Hitting the alarm bell on oil and gas
- Published
There's both raw commercial interest and significant alarm in the latest statement from Britain's offshore oil industry.
Capital investment was already due to fall from record highs, but the sharp decline in the price of Brent crude - touching $82 on Wednesday before a rally - has focused minds, and made it look like investment will be cut in half within only three years.
Oil & Gas UK said, before the fall accelerated, that an $80 price would mean a third of investment being put on ice, and the acceleration of closure plans for expensive, mature fields. That warning has now become all the more urgent.
While some investment is going ahead following delays due to uncertainty over the independence referendum, firms in the supply chain are seeing orders slowing up due to the oil price.
The industry body said last week that its members have turned distinctly gloomy due to falling oil prices and rising offshore costs.
Hitting the alarm bell comes at a good time from a lobbying point of view. The challenge of maximising extraction from mature assets in the North Sea was addressed by industry grandee Sir Ian Wood.

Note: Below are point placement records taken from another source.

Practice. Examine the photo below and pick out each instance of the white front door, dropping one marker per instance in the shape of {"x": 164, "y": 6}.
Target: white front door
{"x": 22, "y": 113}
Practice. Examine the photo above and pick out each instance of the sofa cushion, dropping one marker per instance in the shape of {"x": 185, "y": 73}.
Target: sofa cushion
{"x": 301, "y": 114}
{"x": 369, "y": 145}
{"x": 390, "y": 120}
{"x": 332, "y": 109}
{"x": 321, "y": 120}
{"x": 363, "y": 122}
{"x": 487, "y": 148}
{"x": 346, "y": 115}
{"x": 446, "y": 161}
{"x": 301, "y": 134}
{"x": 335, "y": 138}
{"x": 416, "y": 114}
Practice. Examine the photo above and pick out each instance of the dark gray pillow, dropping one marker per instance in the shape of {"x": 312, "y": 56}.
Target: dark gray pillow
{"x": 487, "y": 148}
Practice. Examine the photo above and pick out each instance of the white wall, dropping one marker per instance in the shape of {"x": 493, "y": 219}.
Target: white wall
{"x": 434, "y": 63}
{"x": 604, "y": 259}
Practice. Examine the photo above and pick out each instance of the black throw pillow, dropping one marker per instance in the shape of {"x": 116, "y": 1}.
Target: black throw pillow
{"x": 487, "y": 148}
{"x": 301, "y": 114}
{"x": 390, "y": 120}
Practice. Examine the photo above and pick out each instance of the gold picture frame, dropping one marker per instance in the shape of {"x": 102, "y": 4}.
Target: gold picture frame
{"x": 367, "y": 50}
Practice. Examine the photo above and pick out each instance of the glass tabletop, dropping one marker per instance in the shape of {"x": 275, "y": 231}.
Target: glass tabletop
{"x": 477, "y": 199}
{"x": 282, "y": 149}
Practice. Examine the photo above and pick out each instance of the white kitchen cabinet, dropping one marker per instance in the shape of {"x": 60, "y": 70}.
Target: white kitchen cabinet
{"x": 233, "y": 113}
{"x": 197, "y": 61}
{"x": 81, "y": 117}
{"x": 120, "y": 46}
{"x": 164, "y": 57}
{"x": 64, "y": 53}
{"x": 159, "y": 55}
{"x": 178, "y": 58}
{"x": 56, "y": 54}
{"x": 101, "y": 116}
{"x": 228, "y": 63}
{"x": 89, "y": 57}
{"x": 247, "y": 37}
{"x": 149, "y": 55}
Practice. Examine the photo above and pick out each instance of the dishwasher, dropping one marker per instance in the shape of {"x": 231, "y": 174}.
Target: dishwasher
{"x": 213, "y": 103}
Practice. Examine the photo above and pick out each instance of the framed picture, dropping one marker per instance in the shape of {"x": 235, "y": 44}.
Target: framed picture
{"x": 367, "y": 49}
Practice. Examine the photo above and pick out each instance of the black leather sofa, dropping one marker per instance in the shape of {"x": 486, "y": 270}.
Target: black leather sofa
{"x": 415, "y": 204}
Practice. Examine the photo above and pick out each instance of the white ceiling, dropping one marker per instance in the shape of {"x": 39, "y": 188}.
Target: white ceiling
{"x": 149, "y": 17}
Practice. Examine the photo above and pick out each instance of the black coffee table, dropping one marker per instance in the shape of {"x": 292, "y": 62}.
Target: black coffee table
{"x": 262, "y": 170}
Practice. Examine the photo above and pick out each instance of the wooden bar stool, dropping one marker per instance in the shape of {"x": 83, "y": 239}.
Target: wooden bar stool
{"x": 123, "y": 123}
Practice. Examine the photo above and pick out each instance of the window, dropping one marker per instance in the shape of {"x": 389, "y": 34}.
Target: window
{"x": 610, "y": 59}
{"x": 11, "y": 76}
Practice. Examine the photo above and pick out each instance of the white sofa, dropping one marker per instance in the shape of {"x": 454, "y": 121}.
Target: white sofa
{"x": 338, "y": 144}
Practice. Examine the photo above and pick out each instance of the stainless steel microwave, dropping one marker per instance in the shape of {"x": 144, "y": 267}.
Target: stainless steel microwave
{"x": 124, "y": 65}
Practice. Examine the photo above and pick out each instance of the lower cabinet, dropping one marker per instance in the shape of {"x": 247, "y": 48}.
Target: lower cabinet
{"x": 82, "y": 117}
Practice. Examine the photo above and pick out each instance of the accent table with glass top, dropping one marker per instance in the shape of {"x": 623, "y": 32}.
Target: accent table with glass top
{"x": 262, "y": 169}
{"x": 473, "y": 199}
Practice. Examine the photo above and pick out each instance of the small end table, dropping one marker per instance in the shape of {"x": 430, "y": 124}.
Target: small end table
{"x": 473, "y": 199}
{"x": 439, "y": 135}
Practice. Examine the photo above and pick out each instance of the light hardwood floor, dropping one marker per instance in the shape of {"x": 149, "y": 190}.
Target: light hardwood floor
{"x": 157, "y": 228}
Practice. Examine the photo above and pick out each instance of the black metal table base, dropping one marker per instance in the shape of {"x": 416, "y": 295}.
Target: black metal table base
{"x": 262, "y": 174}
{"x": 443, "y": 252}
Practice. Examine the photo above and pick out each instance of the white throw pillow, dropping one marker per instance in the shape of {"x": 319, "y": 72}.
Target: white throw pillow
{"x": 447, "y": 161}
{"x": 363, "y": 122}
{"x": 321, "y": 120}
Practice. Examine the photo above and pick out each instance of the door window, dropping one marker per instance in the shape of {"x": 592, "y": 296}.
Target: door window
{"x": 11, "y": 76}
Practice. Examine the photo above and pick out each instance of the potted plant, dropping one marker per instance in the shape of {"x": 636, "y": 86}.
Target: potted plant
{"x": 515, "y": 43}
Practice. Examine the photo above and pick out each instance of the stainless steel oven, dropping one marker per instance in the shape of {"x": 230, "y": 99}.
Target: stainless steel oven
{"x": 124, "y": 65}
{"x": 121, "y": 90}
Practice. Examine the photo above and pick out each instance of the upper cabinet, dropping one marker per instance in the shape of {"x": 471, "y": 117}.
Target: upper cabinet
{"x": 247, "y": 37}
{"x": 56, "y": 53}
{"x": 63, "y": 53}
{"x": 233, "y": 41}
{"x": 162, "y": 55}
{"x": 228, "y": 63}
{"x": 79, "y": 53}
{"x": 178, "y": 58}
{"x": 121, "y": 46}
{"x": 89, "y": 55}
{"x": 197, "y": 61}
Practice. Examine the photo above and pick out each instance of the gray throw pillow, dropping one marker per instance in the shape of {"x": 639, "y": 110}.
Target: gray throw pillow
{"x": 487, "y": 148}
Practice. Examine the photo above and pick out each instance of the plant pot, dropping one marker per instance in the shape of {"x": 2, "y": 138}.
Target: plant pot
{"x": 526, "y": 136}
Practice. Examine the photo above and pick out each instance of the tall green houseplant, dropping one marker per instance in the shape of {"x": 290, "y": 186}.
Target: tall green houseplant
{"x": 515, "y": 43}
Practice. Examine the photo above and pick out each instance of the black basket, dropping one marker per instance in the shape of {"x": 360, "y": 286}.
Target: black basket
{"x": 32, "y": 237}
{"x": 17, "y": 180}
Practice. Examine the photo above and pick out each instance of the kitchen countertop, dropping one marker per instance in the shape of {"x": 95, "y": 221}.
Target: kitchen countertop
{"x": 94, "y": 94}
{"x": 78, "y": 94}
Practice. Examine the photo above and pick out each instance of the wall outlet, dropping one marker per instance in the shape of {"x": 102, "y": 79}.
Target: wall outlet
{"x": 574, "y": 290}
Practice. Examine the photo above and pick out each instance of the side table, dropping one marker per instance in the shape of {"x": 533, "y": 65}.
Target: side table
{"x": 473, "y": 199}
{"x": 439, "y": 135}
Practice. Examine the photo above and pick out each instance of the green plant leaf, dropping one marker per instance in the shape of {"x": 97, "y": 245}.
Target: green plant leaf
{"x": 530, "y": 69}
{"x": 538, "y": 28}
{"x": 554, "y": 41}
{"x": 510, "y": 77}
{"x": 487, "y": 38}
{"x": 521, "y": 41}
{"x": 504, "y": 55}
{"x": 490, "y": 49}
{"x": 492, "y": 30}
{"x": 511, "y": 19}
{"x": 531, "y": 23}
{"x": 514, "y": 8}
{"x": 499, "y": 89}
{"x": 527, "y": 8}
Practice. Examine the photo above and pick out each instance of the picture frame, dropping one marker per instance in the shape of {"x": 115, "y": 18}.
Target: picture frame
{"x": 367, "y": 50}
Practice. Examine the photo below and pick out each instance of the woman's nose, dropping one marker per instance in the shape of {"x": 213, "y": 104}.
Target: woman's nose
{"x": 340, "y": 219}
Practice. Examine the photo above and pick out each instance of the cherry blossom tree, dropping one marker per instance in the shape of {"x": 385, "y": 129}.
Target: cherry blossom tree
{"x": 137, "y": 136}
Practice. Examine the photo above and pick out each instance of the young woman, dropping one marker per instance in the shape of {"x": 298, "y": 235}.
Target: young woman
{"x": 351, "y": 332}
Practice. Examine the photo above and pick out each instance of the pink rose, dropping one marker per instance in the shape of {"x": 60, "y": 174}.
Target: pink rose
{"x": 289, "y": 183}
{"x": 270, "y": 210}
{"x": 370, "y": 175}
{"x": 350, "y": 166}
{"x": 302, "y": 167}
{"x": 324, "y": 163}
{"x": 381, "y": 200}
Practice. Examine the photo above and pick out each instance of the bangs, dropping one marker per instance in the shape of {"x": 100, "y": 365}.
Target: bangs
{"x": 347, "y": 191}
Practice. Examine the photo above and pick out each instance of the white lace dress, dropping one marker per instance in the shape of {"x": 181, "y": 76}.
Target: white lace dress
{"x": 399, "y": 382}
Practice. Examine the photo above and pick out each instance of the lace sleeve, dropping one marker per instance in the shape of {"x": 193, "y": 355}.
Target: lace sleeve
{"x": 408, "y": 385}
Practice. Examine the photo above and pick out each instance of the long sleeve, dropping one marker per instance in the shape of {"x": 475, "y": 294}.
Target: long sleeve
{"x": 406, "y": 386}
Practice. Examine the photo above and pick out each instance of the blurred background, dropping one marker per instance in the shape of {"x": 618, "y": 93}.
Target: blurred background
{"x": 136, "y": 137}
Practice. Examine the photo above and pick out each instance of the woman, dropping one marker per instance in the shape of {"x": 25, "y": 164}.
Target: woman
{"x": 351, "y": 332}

The Treasury is finalising plans for tax reforms that will incentivise more investment and extraction, scheduled for publication in a month.
Pitching high
Oil & Gas UK is pitching high with its demands: reversal of the 2011 tax hike, much more flexibility in applying tax deductions and the removal, over time, of Petroleum Revenue Tax. What that means is much lower oil tax revenue for the Treasury.
Scottish Secretary Alistair Carmichael was today making the political point that the lower oil price has carved a huge hole in the Scottish government's projected budgets if it had won the independence vote.
What he's not highlighting is that the UK Treasury instead has to deal with that shortfall in revenue, as well as the consequences of more tax incentives for offshore operators.
It's a proportionately smaller problem than Holyrood would face, but it knocks Westminster's deficit reduction plans yet further off course.